4 – A Corte regional manteve a indenização por danos morais examinando apenas o enfoque da dispensa por Whatsapp, sem se manifestar sobre a acusação de ato ilícito sofrida pela reclamante também por meio do aplicativo. Nesse contexto, o segundo fundamento para a indenização por danos morais (acusação indevida de ato ilícito) transitou em julgado, pois sobre ele não se manifestou o TRT nem o reclamado traz qualquer impugnação para o TST (suas razões recursais se referem à dispensa por Whatsapp). Havendo dois fundamentos autônomos, suficientes por si mesmos para manter a condenação, a não desconstituição de um deles torna inútil seguir na discussão sobre o fundamento impugnado. Assim, de plano, no caso dos autos não haveria utilidade em seguir no debate sobre a dispensa por Whatsapp.
5 – Por outro lado, dada a relevância da matéria, deve ser registrado que no caso concreto o que se extrai do acórdão recorrido, trecho transcrito no recurso de revista, é que o TRT fundamentou o reconhecimento dos danos morais no conteúdo da mensagem da dispensa, e não no meio utilizado para a dispensa (Whatsapp). Disse a Corte regional: “Não se questiona na hipótese dos autos a privacidade ou a segurança do meio de comunicação utilizado, o que, de todo modo, poderia potencializar os danos causados. O que se avalia é o modo como o reclamado comunicou a cessação do vínculo de emprego à trabalhadora, que, como se sabe, depende economicamente da contraprestação pelo trabalho prestado. A mensagem, reproduzida às fls. 43, fala por si. Vejamos: ‘Bom dia, Você está demitida. Devolva as chaves e o cartão da minha casa. Receberá contato em breve para assinar documentos’.” Nesse particular, não se ignora que o conteúdo da mensagem de dispensa foi telegráfico nem se ignora que as regras da cortesia e da consideração devem ser observadas em quaisquer etapas da relação de trabalho.
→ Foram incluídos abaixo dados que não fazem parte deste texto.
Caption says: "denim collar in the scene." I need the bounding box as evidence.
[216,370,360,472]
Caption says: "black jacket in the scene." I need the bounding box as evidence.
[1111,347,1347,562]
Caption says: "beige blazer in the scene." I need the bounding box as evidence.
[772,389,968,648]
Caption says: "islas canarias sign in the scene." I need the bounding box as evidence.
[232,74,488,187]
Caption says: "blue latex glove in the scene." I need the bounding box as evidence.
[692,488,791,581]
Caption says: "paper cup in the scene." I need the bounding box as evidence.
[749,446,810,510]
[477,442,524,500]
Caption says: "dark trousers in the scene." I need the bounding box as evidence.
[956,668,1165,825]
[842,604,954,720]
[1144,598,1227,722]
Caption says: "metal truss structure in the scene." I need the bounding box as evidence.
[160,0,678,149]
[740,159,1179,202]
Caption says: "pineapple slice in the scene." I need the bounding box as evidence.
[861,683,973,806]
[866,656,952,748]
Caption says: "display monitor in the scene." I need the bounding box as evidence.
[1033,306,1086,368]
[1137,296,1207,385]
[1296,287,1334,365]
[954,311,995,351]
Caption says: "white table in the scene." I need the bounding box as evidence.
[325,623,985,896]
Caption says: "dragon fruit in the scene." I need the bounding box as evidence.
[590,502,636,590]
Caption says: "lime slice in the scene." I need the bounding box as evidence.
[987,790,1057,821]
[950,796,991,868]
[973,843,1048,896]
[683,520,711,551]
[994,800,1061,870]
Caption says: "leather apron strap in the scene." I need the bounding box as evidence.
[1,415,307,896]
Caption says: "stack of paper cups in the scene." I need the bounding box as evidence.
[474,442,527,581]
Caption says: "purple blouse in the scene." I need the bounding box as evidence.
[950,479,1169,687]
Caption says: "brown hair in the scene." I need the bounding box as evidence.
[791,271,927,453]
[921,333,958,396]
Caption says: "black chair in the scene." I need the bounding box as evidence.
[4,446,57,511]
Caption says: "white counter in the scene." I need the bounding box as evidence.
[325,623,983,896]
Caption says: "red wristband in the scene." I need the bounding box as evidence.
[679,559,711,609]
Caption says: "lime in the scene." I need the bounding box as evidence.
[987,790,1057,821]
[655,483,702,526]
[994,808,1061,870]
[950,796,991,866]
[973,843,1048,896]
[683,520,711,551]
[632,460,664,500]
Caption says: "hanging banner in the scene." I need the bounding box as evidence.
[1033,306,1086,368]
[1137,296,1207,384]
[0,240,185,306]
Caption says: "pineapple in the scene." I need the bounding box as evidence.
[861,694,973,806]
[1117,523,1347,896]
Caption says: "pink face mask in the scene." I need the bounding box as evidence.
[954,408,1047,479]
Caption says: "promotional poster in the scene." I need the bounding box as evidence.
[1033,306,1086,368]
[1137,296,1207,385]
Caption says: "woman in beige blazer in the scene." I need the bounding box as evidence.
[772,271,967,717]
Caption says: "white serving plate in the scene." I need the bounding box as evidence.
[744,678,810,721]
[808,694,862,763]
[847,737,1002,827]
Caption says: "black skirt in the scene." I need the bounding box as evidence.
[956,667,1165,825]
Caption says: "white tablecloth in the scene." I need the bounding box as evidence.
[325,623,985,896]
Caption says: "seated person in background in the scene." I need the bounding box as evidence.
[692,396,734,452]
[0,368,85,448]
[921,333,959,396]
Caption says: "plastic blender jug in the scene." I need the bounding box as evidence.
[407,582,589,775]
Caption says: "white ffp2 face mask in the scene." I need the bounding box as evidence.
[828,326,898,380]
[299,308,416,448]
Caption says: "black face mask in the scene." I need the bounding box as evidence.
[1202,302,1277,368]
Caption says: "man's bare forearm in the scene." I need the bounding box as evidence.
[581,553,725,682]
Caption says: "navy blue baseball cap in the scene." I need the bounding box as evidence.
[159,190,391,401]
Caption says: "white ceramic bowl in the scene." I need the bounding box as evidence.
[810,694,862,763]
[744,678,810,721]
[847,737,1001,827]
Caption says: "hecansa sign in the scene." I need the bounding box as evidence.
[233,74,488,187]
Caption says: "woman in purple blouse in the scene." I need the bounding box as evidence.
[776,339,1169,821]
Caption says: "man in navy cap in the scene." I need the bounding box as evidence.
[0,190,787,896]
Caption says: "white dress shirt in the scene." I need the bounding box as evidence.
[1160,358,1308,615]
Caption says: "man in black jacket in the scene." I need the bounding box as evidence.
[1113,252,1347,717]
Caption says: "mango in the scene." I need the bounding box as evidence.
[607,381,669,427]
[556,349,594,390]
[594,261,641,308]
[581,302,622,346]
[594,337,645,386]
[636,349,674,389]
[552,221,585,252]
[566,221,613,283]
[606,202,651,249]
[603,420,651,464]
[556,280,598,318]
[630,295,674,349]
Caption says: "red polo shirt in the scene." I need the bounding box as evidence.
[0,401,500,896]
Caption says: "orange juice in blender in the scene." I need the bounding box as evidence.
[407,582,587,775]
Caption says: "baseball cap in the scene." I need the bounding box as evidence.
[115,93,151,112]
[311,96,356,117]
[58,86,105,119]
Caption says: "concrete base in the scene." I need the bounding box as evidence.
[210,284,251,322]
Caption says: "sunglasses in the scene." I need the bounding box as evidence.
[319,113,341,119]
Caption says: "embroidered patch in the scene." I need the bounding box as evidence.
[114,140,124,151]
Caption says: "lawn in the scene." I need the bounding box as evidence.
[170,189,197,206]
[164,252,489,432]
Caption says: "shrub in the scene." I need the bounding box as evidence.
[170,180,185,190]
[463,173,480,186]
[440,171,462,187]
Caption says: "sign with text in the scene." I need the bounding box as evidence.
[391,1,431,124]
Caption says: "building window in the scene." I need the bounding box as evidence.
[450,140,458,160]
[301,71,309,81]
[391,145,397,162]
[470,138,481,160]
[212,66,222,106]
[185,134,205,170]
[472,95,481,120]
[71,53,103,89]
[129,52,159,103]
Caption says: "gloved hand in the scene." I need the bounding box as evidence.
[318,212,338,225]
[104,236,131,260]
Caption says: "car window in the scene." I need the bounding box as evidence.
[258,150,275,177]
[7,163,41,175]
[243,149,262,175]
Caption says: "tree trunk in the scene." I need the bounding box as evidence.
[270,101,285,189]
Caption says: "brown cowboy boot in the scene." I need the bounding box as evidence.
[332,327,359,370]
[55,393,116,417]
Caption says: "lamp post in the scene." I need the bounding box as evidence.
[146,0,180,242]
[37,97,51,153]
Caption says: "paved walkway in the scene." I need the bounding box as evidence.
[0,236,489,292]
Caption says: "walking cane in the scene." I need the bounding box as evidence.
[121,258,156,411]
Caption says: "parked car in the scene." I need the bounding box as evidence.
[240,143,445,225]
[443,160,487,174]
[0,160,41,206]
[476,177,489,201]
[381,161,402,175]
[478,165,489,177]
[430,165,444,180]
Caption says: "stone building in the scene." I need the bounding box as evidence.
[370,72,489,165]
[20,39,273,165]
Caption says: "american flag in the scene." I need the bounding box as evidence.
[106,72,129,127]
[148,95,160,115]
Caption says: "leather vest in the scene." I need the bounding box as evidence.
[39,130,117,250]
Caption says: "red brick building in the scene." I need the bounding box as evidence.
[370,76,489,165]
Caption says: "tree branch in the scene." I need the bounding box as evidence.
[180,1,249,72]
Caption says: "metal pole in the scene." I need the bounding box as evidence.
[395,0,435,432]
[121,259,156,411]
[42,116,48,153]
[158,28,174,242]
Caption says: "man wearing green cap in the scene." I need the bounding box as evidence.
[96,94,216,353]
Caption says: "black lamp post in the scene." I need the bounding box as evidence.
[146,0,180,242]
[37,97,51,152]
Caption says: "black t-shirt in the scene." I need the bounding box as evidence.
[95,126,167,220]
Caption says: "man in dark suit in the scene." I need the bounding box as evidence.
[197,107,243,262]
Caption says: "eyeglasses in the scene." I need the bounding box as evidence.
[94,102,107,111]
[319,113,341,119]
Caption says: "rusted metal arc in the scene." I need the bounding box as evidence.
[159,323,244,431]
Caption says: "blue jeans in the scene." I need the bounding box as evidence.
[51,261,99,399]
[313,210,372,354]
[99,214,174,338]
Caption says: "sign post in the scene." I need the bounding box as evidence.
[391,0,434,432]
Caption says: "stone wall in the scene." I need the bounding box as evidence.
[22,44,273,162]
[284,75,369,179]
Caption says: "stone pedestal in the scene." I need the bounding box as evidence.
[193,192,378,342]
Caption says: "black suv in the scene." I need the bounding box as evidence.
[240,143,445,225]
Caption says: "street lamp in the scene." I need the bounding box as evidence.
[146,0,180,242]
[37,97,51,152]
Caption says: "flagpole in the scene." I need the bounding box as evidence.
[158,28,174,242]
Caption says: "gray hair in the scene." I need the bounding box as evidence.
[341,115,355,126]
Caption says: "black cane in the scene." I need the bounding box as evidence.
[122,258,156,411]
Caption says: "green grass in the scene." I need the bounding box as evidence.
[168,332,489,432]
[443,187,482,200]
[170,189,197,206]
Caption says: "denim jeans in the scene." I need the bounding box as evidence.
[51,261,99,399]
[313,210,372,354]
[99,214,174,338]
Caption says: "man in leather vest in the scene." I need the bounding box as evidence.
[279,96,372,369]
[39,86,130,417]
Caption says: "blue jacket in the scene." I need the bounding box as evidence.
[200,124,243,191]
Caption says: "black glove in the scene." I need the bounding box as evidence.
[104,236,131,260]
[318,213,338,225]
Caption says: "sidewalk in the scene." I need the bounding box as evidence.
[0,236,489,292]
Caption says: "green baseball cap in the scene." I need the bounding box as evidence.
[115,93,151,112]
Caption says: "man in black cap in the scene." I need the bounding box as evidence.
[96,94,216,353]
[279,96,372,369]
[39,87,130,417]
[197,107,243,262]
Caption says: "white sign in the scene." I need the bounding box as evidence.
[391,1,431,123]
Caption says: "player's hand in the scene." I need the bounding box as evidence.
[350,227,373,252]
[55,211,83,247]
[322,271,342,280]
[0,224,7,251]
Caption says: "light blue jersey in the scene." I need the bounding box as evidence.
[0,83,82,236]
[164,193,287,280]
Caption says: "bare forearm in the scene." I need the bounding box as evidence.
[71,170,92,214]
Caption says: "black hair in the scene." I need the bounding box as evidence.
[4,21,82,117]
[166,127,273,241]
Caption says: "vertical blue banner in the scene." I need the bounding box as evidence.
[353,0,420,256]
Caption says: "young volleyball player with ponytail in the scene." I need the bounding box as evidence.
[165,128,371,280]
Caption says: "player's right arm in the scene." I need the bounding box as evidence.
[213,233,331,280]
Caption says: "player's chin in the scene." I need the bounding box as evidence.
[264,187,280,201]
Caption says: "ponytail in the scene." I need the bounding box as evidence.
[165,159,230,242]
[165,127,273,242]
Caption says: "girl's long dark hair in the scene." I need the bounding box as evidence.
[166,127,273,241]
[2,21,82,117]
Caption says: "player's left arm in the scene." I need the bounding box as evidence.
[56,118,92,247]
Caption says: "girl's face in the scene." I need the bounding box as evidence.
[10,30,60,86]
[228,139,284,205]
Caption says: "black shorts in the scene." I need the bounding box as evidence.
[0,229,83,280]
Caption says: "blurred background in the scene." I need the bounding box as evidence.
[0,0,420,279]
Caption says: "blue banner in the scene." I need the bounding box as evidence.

No entanto, para que se pudesse concluir nesta Corte Superior se foi ofensivo ou não o conteúdo da mensagem da dispensa precisaríamos saber do contexto da mensagem, e não apenas do texto da mensagem. O contexto é que dá sentido ao texto. Isso porque no âmbito das interações sociais os fatos não falam por si – os interlocutores é que dão sentido aos fatos. Esse aspecto é mais acentuado ainda na linguagem escrita, na qual a comunicação não é somente o que uma pessoa escreve, mas também o que a outra pessoa lê. No caso dos autos, afinal, o que teria acontecido entre as partes para que a dispensa tivesse desfecho com mensagem daquele conteúdo? Não consta no acórdão recorrido o contexto em que as coisas ocorreram. Nem mesmo o reclamado, nas suas razões recursais, traz contextualização sobre os diálogos com a reclamante, pois sua tese é sobre a licitude da utilização de Whatsapp na relação de trabalho.
6 – Acrescente-se que, embora o reclamado sustente que a reclamante não teria alegado danos morais pelo conteúdo da mensagem da dispensa, mas pelo instrumento utilizado para a dispensa – a reclamante teria se insurgido na realidade contra o conteúdo de mensagem posterior que a acusou de ato ilícito ao assinar documento de rescisão -, subsiste que não há tese no acórdão recorrido sobre o suposto julgamento fora dos limites da lide e não há no recurso de revista, renovado no agravo de instrumento, fundamentação jurídica (dispositivos de lei ou arestos) que trate especificamente dos limites da lide.
7 – Enfim, por todos os ângulos que se examine a lide, conclui-se que não há como afastar o direito à indenização por danos morais reconhecido no primeiro e no segundo graus de jurisdição.
8 - Agravo de instrumento a que se nega provimento. (TST-AIRR-10405-64.2017.5.15.0032, Kátia Magalhães Arruda, DEJT 28/05/2021).